While parallelizing code can often speed up processing of large quantities of problems, there are often limitations which are easily missed on the side of the scheduler, or the hardware used.

File access limitations

While your own computer will most likely have a fast SSD drive, many file servers still operate using spinning disks, which are inherently slower. To still provide fast access to data, this is commonly addressed by file systems where files get spread over multiple disks, and the file system starts to read from multiple disks at once, leading to an overall read speed similar to that of an SSD. However, this “striping” is commonly only applied to larger files, since the benefit for really small files is irrelevant.

At the same time, the file systems or even the disks themselves commonly provide some caches, which allow for fast access to smaller files if they are read repetitively. However, imagine you have some code that loads many small files and you run this code in parallel (as is typical for a workflow training a model). All those processes will try to read thousands of small files at random. In this situation, the caches of the file system will not be large enough to contain all your requested files, while at the same time, each of the files will only be available on one disk. This drastically reduces the I/O speed of all of your runs.

If your cluster has fast local disks on the compute nodes, it might be possible to copy all the files to the machine before starting your computation and then benefit from the speed on the local disks. However, this is limited by the size of the local disks and thus might not be applicable to large datasets.

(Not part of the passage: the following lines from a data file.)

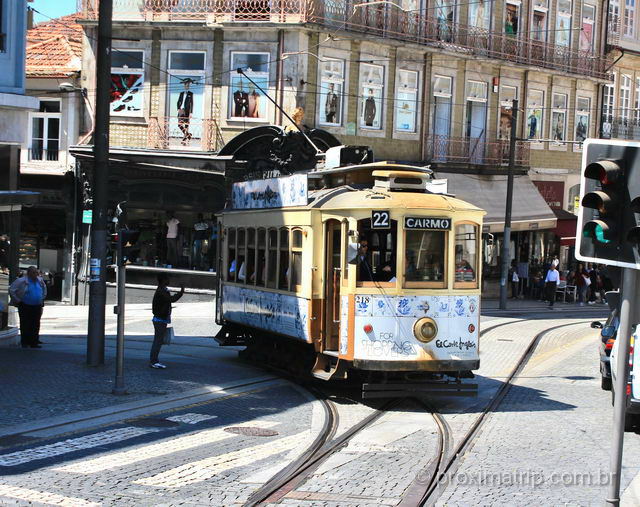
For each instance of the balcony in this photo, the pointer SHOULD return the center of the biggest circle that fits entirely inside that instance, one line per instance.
(168, 133)
(381, 20)
(474, 151)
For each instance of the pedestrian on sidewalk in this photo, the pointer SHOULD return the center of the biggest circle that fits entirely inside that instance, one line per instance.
(28, 293)
(161, 306)
(551, 283)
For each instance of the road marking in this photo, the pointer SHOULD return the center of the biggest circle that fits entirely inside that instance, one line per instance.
(191, 418)
(156, 450)
(31, 495)
(73, 444)
(204, 469)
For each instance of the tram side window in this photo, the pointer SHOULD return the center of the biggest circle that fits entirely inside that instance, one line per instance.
(261, 266)
(284, 273)
(466, 254)
(296, 258)
(250, 271)
(231, 255)
(425, 258)
(272, 269)
(241, 275)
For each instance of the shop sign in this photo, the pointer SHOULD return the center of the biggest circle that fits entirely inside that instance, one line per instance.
(270, 193)
(427, 223)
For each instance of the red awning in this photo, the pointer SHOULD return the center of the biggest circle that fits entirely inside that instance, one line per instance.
(566, 228)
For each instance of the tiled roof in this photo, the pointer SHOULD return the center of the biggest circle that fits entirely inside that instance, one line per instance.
(54, 48)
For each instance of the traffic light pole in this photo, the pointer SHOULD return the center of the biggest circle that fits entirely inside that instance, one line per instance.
(97, 280)
(506, 240)
(629, 293)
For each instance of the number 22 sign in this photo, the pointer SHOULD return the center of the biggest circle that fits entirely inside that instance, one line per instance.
(380, 220)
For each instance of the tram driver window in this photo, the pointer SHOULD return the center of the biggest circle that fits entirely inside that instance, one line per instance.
(376, 259)
(424, 259)
(466, 255)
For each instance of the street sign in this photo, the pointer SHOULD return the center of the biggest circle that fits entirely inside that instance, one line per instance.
(608, 230)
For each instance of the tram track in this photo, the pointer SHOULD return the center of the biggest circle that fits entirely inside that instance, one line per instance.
(433, 479)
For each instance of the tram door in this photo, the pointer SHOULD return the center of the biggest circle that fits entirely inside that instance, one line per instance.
(333, 277)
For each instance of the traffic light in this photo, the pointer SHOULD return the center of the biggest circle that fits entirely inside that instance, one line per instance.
(608, 229)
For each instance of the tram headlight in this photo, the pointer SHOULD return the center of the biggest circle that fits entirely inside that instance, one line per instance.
(425, 329)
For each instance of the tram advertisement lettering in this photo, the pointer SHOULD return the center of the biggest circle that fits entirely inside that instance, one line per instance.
(456, 344)
(427, 223)
(380, 219)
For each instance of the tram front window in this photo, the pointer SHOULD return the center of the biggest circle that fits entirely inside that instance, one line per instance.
(424, 258)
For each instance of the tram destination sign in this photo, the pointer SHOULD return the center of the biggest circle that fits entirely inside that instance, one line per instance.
(427, 223)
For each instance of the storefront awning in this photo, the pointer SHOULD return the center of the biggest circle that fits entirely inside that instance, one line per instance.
(529, 211)
(566, 228)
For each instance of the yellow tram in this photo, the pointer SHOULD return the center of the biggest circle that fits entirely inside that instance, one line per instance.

Another way to address this bottleneck is to use sharding. The idea is essentially to bunch smaller files into larger blocks. By doing so, you take advantage of the “pre-read” capability of the file system, leading to I/O speeds that are no longer limited by the read speed but by the network speed. Essentially, you store the files into a format that can be read sequentially (i.e., from start to finish of the file, like a tar file), and start reading through it. The disadvantage is that you no longer have random access to the files, i.e., you need to handle the order in which the files are read. For python and the pytorch environment, webdataset handles many parts of this process (once you have the shards). It will start reading from multiple files at once and keep a buffer of elements, from which it randomly chooses elements. This ensures that the model does not train on the order (as it is still somewhat random).

Scheduling limitations

If you parallelize code into very small units, you might end up with a lot of jobs that are very short (e.g., because one run of your loop only takes a few seconds). While you will get your results, this poses a huge burden on the scheduler that assigns the start-times for the jobs on your cluster, as it has to reschedule your jobs very often (since most likely you won’t just give it a few seconds as run time).

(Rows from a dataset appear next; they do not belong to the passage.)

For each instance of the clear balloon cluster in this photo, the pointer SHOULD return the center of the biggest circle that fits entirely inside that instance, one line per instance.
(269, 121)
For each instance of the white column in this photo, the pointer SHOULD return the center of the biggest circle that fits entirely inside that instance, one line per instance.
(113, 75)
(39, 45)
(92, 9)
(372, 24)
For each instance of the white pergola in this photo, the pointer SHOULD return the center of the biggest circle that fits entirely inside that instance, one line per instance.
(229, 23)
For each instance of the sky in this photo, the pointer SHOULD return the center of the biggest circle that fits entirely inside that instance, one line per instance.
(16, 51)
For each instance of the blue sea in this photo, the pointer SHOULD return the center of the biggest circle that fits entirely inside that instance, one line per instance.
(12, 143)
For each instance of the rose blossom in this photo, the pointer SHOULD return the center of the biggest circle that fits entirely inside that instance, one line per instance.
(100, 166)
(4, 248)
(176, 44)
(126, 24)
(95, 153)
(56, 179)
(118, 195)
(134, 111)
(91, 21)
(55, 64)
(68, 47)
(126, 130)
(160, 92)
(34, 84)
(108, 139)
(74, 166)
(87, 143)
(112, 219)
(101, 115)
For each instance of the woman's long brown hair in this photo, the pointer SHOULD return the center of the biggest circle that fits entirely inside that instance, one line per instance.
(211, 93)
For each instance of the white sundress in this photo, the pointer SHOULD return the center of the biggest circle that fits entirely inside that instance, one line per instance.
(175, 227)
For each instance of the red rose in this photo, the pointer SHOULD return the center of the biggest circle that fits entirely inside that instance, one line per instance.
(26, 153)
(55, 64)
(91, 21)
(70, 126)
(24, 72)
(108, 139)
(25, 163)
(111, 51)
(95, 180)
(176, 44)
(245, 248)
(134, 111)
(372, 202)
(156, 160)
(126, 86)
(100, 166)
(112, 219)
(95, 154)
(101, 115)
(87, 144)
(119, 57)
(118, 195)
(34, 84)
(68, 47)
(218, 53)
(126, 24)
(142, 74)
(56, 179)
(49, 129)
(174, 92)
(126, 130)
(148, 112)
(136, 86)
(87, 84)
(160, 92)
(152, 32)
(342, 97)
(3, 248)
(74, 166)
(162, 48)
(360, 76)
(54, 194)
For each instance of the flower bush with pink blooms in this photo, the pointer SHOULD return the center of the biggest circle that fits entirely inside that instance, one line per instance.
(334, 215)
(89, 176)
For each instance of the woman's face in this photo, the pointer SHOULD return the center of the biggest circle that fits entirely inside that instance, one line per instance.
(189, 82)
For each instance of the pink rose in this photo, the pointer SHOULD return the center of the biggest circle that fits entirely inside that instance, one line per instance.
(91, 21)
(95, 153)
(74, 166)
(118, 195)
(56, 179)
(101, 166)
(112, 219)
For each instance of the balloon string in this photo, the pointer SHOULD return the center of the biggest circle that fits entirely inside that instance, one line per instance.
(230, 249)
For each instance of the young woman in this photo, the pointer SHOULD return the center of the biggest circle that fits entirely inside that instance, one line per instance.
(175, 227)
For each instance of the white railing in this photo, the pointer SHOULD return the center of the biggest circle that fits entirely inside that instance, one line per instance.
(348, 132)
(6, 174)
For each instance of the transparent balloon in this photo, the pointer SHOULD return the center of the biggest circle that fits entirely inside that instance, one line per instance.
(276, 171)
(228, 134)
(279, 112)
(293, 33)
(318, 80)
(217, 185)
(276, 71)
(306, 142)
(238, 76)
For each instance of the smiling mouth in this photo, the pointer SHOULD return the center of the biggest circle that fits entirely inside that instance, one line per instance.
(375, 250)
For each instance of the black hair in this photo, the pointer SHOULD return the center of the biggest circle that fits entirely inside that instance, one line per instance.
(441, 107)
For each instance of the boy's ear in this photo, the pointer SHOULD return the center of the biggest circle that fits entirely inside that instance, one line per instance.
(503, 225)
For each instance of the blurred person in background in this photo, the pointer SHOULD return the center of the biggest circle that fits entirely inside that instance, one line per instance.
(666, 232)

At the same time, you create a huge overhead by loading the same files thousands of times (everything used from your environment) and all the startup time necessary for your code. Imagine some code that has a startup (starting up python, importing some larger packages, loading data, etc.) which takes 60 seconds, it then runs a loop ten thousand times, with each iteration taking 2 minutes. So in total, you have a runtime of about 333 hours. If you now split this into ten thousand individual jobs, you:

  • Try to read the same files in your environment ten thousand times (leading to the I/O speed issues described above), which can increase the startup time.

  • Add 10000 minutes of startup time to the execution of your code.

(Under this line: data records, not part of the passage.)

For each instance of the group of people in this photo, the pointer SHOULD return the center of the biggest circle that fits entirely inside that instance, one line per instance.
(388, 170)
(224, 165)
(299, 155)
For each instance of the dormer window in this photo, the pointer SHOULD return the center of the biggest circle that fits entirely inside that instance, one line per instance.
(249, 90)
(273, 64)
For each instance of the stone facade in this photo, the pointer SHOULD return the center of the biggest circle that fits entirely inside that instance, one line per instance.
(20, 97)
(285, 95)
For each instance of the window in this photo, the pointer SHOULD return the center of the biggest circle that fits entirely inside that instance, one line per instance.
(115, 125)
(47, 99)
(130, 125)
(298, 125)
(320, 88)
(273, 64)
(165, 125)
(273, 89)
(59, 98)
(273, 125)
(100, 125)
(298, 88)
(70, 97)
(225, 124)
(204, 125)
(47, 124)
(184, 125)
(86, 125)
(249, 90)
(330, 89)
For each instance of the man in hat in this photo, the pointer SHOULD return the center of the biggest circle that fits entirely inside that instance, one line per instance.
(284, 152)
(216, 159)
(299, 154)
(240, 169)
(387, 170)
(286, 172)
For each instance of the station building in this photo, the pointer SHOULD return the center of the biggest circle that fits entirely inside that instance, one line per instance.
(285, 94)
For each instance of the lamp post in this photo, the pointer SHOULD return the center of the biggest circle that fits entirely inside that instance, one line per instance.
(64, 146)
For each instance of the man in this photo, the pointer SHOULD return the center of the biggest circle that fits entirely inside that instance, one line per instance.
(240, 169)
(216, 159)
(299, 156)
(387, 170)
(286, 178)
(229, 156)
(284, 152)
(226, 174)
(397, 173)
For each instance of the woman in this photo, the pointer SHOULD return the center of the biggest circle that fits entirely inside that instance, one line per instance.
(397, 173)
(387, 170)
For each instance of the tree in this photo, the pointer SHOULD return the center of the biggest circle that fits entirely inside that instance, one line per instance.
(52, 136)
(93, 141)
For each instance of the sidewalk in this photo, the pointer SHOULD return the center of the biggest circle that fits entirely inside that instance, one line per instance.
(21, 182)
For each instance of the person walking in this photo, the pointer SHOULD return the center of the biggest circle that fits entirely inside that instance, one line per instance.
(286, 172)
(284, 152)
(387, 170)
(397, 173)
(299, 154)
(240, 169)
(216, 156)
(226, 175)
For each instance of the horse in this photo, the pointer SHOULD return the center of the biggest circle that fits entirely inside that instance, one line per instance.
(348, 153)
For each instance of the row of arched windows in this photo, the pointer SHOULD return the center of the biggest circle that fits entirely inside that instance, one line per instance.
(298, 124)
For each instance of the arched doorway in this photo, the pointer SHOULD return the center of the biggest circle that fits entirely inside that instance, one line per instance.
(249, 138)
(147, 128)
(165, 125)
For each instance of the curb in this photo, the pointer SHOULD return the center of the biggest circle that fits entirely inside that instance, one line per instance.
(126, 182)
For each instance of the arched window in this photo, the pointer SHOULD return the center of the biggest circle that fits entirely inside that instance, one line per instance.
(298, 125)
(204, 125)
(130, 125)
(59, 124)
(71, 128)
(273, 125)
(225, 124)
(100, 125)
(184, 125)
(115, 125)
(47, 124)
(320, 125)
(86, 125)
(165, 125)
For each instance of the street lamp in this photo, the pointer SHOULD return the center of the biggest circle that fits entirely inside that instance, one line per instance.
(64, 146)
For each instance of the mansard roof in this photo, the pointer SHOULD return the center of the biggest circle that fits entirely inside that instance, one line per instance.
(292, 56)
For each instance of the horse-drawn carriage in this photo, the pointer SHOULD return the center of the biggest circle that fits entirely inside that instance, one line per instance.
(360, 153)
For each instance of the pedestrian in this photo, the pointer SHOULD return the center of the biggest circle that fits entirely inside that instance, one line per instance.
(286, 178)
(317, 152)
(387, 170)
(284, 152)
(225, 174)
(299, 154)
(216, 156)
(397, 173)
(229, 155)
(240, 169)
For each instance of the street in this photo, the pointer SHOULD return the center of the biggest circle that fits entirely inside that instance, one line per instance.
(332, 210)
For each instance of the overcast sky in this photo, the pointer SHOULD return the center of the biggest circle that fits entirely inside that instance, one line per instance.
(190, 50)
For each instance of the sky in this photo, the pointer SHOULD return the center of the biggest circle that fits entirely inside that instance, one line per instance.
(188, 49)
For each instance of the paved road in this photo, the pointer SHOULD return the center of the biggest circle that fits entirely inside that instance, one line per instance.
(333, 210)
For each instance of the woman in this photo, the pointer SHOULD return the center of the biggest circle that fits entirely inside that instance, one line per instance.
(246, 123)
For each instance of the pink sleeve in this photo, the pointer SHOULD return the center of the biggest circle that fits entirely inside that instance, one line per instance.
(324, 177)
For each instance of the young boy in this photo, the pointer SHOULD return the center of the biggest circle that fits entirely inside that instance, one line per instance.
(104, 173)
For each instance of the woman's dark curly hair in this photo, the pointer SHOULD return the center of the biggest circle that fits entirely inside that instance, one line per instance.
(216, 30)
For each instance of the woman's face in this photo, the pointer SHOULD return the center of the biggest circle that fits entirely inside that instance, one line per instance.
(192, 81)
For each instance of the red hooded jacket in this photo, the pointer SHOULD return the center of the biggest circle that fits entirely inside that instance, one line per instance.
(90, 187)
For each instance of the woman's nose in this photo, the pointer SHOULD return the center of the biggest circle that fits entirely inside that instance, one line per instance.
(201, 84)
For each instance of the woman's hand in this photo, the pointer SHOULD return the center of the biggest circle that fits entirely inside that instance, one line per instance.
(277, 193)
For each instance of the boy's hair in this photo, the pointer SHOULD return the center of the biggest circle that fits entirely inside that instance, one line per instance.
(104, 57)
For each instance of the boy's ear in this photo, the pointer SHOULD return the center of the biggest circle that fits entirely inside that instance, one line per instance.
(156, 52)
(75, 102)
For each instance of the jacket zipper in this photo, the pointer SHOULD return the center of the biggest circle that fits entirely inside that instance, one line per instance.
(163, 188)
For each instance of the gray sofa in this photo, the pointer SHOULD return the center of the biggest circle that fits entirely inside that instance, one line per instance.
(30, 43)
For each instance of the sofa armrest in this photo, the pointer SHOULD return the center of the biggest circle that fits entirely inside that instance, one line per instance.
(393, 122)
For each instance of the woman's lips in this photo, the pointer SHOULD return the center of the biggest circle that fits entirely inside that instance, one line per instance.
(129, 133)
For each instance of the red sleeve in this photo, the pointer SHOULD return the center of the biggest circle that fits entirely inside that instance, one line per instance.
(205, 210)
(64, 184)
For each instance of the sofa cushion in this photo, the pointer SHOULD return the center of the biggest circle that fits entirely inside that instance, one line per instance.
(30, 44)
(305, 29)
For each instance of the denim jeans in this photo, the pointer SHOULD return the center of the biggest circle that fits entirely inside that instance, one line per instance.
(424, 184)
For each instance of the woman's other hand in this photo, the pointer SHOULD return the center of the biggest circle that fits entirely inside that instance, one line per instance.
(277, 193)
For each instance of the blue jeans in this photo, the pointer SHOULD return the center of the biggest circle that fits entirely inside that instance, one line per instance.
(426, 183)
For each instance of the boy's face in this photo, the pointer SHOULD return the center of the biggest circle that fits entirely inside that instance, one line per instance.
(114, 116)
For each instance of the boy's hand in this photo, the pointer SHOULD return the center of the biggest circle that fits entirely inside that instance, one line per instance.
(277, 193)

Overall, out of 20002 minutes of CPU time, you now likely have some 35000 minutes (if not more). Depending on whether you pay for your usage, this might cause significant cost increases. In addition, the sheer amount of the jobs puts a lot of burden on the scheduler, and you might even run into job limits on your cluster.

To avoid this kind of scenario and more efficiently use the resources, it is often better to group multiple iterations into one job. From our experience, a good minimum target runtime is about one hour. In the case described above, this would mean grouping about 60 iterations each into one job.

This would leave us with 334 jobs, and a total CPU usage of about 20500 minutes, with the jobs likely finishing in about the same time as the 10000 jobs we had earlier.